Regional
Crónica
Educación
02/01/2026
Casi un año después, y tras un proceso de selección por Alta Dirección Pública, el Presidente de la República, Gabriel Boric, nombró como Director Ejecutivo al profesor de Artes Plásticas Héctor Otárola Jaramillo, profesional con una destacada trayectoria en la región.
Desde el 24 de febrero de 2025, el nuevo director ha desarrollado una ronda de visitas protocolares y ha liderado el proceso de poblamiento del servicio, cuyas oficinas centrales se encuentran ubicadas en la comuna de Mulchén.
A contar del 1 de enero de 2026, el SLEP Puelche asume la administración de 67 escuelas y liceos, además de 20 salas cuna y jardines infantiles, con una matrícula total de 11.253 estudiantes, distribuidos en las comunas de Antuco, Mulchén, Quilaco, Quilleco, Santa Bárbara, Tucapel y Alto Biobío.
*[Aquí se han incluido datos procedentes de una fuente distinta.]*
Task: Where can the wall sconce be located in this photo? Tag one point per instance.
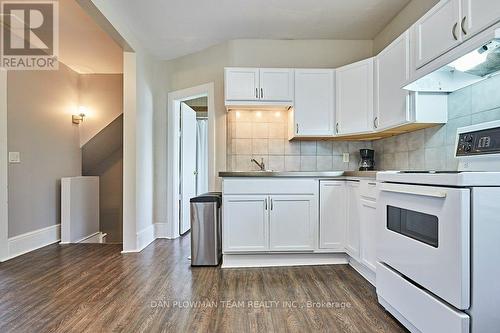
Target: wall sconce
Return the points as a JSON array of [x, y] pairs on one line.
[[78, 118]]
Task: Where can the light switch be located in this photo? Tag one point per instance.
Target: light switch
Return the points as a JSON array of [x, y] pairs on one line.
[[345, 157], [14, 157]]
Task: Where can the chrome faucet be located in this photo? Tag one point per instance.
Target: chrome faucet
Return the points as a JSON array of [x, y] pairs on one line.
[[261, 165]]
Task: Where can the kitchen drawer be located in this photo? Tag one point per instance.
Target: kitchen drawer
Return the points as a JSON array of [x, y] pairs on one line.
[[270, 186], [368, 189], [424, 311]]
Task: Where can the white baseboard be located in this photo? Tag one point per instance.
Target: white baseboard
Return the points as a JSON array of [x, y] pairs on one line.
[[282, 259], [365, 272], [33, 240], [97, 237], [161, 231], [145, 237]]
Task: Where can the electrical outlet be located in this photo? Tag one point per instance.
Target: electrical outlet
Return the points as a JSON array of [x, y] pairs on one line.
[[14, 157], [345, 157]]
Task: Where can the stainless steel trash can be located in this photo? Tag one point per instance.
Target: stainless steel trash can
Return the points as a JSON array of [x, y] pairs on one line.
[[206, 233]]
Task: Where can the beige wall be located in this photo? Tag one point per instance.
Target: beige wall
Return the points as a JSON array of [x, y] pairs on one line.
[[40, 104], [405, 18], [102, 97]]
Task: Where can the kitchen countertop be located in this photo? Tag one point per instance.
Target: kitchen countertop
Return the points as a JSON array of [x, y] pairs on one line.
[[298, 174]]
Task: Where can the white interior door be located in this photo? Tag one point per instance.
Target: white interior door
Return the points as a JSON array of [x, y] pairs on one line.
[[188, 165]]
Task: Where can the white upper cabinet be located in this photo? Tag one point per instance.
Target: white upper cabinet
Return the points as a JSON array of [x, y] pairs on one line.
[[392, 70], [437, 31], [478, 15], [291, 222], [314, 104], [276, 84], [354, 87], [255, 85], [241, 84], [332, 215]]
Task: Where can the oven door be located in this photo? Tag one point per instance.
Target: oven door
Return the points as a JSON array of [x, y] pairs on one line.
[[424, 234]]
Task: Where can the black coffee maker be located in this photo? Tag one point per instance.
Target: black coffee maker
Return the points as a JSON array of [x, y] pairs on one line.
[[367, 161]]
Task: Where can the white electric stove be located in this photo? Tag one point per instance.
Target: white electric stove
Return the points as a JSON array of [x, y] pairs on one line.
[[439, 240]]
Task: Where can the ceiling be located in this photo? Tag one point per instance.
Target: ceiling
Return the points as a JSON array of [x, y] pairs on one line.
[[173, 28], [83, 46]]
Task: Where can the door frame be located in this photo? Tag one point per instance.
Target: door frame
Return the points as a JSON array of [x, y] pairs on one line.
[[174, 100], [4, 214]]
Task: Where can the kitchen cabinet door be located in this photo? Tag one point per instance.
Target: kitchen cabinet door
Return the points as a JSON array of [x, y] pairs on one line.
[[245, 223], [291, 225], [392, 70], [314, 104], [368, 233], [276, 84], [478, 15], [354, 85], [437, 31], [332, 215], [353, 219], [241, 84]]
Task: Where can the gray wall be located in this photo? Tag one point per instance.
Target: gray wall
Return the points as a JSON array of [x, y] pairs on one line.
[[433, 148], [40, 104]]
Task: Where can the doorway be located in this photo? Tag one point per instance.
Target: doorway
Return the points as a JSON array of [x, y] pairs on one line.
[[191, 115], [193, 156]]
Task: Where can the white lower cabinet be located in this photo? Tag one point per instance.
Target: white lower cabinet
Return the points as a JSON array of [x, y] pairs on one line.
[[291, 219], [353, 218], [279, 216], [332, 215], [368, 232], [270, 222], [246, 227]]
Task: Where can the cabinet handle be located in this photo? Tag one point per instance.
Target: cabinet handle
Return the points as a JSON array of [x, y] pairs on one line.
[[462, 25]]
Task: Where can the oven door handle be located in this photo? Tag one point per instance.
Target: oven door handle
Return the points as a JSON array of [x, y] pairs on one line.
[[414, 190]]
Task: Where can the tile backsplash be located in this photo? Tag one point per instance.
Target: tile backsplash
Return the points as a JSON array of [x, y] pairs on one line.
[[263, 135], [433, 148]]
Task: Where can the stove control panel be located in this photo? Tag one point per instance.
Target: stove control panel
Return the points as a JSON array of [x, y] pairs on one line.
[[481, 142]]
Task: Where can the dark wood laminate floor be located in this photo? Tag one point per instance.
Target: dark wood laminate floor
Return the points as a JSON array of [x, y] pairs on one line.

El Delegado Presidencial Provincial de Biobío, Javier Fuchslocher, destacó que “la instalación del SLEP Puelche marca un hito para la provincia, fortaleciendo el rol del Estado en garantizar una educación pública de calidad, con foco en los territorios y en el bienestar de las comunidades educativas”.
Por su parte, el Seremi de Educación del Biobío, Carlos Benedetti, señaló que “la Nueva Educación Pública avanza con servicios locales que se instalan con planificación y foco pedagógico, asegurando mejores condiciones para el aprendizaje y el desarrollo de las y los estudiantes”.
El eje central del trabajo del SLEP Puelche estará en el aula, a través de la Unidad de Apoyo Técnico-Pedagógico, que acompañará de manera directa y permanente a los establecimientos, fortaleciendo las prácticas docentes, la convivencia escolar y la gestión educativa.
En tanto, el Director Ejecutivo del SLEP Puelche, Héctor Otárola Jaramillo, afirmó que “nuestro compromiso es estar presentes en cada escuela y jardín infantil, apoyando a los equipos educativos y poniendo siempre en el centro los aprendizajes y el desarrollo integral de las y los estudiantes”.
El SLEP Puelche se enmarca en la Nueva Educación Pública, una política de Estado que trasciende gobiernos, basada en datos y evidencia, que reconoce sus desafíos, aprende de la experiencia y avanza en la recuperación de la confianza de las familias y comunidades, defendiendo el derecho a una educación pública de calidad con hechos concretos.